Si le Permien est bien documenté dans des régions comme l’Amérique du Nord, l’Afrique du Sud, la Chine et la Russie, on ne l’a pas encore exhaustivement étudié en Amérique du Sud. Avec les fossiles qui viennent d’être découverts, l’équipe de recherche nourrit l’espoir de mieux comprendre les facteurs qui ont contribué à la plus grande extinction que la Terre ait connue.
Le Permien a pris fin lorsque plus de 90 % des espèces furent anéanties par une série d’éruptions volcaniques titanesques survenues en Sibérie.
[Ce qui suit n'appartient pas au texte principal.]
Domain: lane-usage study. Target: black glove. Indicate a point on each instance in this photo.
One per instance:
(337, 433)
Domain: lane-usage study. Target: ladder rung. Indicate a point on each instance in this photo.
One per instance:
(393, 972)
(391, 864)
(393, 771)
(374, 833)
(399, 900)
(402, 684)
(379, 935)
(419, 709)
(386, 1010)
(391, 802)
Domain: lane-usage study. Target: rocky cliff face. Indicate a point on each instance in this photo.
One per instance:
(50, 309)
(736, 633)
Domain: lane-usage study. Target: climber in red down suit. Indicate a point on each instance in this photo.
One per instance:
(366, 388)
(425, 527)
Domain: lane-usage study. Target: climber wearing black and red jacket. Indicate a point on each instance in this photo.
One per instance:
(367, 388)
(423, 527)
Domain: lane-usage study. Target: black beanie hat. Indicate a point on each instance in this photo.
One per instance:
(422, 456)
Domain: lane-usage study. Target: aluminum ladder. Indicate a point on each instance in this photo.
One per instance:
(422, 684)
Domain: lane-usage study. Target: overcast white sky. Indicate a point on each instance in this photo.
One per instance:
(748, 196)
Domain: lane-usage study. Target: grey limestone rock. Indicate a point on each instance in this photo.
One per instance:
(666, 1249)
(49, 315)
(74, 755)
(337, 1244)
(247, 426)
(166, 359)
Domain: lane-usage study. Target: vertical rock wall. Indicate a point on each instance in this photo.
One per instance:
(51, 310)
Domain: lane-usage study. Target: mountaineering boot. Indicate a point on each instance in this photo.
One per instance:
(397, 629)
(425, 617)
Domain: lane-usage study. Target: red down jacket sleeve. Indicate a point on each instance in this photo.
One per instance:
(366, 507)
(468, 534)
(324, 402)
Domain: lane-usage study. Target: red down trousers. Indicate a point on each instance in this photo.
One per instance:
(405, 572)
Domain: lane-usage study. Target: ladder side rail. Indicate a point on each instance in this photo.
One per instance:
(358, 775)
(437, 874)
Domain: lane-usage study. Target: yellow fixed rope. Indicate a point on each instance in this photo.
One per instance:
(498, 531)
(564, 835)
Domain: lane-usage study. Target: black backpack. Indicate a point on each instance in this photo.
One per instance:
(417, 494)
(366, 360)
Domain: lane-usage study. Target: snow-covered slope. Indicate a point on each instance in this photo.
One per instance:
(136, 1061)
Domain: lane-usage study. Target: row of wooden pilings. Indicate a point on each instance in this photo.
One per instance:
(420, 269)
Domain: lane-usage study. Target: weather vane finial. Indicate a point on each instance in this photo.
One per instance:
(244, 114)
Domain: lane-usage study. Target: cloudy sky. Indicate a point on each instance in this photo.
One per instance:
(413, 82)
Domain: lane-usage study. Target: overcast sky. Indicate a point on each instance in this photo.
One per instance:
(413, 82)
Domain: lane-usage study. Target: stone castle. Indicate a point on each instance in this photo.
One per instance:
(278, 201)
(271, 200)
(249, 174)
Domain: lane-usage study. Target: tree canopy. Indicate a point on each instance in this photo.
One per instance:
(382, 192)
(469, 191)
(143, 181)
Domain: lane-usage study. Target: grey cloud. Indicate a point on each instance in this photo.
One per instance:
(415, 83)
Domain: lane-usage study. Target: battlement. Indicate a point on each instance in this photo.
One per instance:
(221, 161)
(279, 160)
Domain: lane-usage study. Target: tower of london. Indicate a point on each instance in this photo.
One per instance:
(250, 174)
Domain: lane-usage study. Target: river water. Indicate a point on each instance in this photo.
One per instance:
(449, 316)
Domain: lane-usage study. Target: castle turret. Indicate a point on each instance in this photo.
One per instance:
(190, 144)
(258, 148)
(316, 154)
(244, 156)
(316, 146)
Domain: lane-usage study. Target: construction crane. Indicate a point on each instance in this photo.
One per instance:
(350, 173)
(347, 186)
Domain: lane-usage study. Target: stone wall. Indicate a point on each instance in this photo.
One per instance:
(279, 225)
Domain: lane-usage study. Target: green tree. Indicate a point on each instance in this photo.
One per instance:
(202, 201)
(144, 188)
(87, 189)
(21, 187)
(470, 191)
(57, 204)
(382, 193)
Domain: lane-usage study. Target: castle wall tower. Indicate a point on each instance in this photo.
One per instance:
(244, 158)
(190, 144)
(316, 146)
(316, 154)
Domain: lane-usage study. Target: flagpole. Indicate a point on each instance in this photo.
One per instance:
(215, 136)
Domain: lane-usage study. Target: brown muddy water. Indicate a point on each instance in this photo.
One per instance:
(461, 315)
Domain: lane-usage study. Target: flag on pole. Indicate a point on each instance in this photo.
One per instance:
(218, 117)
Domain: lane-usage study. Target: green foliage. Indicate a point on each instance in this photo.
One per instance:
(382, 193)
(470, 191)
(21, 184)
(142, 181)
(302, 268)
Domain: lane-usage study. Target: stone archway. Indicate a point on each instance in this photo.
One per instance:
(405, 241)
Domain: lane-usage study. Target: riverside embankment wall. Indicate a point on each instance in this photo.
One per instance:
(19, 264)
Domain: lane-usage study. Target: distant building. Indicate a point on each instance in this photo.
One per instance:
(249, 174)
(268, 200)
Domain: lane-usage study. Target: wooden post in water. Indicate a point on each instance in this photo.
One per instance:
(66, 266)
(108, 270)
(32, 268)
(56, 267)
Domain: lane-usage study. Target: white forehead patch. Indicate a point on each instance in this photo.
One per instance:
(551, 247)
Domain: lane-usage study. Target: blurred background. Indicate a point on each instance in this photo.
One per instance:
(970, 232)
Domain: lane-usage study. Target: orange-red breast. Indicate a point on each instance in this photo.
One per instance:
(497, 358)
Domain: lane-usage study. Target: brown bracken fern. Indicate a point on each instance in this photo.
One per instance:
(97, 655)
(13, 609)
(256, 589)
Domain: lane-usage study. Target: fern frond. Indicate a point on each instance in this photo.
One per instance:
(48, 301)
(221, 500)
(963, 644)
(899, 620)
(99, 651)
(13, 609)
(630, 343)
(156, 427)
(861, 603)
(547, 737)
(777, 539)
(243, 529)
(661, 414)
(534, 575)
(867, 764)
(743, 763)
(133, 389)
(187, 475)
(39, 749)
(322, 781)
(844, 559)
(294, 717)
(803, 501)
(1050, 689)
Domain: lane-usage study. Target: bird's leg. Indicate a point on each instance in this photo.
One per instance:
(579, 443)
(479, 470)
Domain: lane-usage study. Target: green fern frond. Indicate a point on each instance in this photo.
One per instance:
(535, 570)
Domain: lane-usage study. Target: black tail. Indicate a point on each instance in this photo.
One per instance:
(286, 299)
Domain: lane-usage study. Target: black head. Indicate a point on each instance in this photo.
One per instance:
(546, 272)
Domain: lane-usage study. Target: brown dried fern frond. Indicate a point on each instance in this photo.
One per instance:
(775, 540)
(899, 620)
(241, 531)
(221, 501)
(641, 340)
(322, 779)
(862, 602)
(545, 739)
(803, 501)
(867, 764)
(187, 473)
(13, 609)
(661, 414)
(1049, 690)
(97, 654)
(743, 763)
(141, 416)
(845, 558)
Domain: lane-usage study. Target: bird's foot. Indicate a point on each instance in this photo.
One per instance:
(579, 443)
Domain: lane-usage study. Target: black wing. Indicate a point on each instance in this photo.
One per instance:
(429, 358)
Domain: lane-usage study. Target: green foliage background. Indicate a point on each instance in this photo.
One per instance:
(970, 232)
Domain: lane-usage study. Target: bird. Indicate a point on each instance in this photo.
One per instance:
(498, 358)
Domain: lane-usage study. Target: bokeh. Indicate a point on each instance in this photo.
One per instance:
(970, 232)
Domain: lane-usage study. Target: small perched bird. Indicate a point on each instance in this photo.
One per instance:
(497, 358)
Cette période de réchauffement galopant est particulièrement importante pour les scientifiques cherchant à apprécier la menace que constitue la sixième extinction de masse que nous traversons actuellement.
« Si ce que nous vivons actuellement est la conséquence d’un comportement humain, les mécanismes d’extinction sont toutefois semblables à ceux qui ont eu cours au Permien, affirme Felipe Pinheiro. Nous interférons avec les mêmes cycles biogéochimiques (le cycle du carbone, le cycle de l’azote) qui, lors du Permien, bouleversés par des facteurs naturels, avaient entraîné la mort de 90 % des espèces. Donc lorsque nous étudions cette extinction, nous étudions le présent. »
Celestino Goulart espère que cette abondance de fossiles permettra également de faire comprendre à ceux qui visitent le Rio Grande do Sul l’importance de ce type de sites paléontologiques. Il étudie déjà la possibilité de faire de Cerro Chato un site culturel et de tourisme éducatif pour préserver ce qui se trouve encore sous terre.
« Quand nous étions enfants, nous avions quelques jouets en lien avec ce genre de choses, comme la plupart des enfants », se souvient Celestino Goulart, qui a six frères et sœurs. « Mais nous n’imaginions pas alors, que juste sous notre nez, dans notre propre jardin, nous avions ça en vrai. »
Cet article a initialement paru sur le site nationalgeographic.com en langue anglaise.